Key Fannie Mae HomeReady Mortgage Program Considerations
- Limits on mortage amount
- The borrower may be subject to maximum income limits depending on where the property is located
- Typically higher interest rate than other low/no down payment mortgage programs
- Requires borrower to pay ongoing Private Mortgage Insurance (PMI) on monthly basis
- More flexible mortgage qualificaiton requirements espicially as it related to a borrower's credit profile
- Ability to include income from non-occupant borrowers (parents), non-borrower household members (relatives) and boarders improves ability to quality for a mortgage
- No up-front or ongoing FHA mortgage insurance premium and lower private mortgage insurance (PMI) costs as compared to standard programs
- Ability to purchase a home with low down payment and no borrower contribution
1) Income from boarders. Up to 30% of the income used to determine a borrower’s ability to qualify for the mortgage can come from boarders. For example, if you rent out your basement or a spare room, this rental income can be added to the borrower’s income to determine what size mortgage the borrower qualifies for
2) Income from non-borrower household member. This is income from a relative who resides in the property but who is not listed on the mortgage. In this case, the income is used to support the borrower's application. For example, if a father lives with his son, the father’s income may be considered by the lender and used to solidify the son's loan application. Please note that income from a non-borrower household member is not added to the applicant's income to determine the applicant's ability to qualify for the mortgage and only the applicant is listed as the borrower on the mortgage. Additionally, the non-borrower household income is not counted against the income limits outlined below.
3) Income from non-occupant borrower. This is income from a parent or relative who is a borrower on the mortgage but does reside in the property. For example, a mother’s income could help a daughter qualify for a mortgage to buy a property that only the daughter will own and live in. Both the mother’s and daughter’s income are included in determining the borrower’s ability to qualify for the mortgage and both are listed as borrowers on the mortgage.
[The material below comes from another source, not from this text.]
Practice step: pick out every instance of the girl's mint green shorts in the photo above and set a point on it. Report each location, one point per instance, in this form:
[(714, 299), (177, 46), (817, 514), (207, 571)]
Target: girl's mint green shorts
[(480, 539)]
Income from a non-occupant borrower is considered qualifying income and is subject to income limits outlined below. Please note that if you use income from a non-occupant borrower to qualify for a HomeReady mortgage you are required to make a down payment of at least 5%, which means your maximum loan-to-value (LTV) ratio is 95%.
The HomeReady program also has more flexible borrower qualification requirements especially as it relates to a borrower's credit profile. For example, a borrower with a credit score as low as 620 or with no or limited traditional credit history may be eligible for the program. We discuss borrower qualification requirements including credit profile guidelines in detail below.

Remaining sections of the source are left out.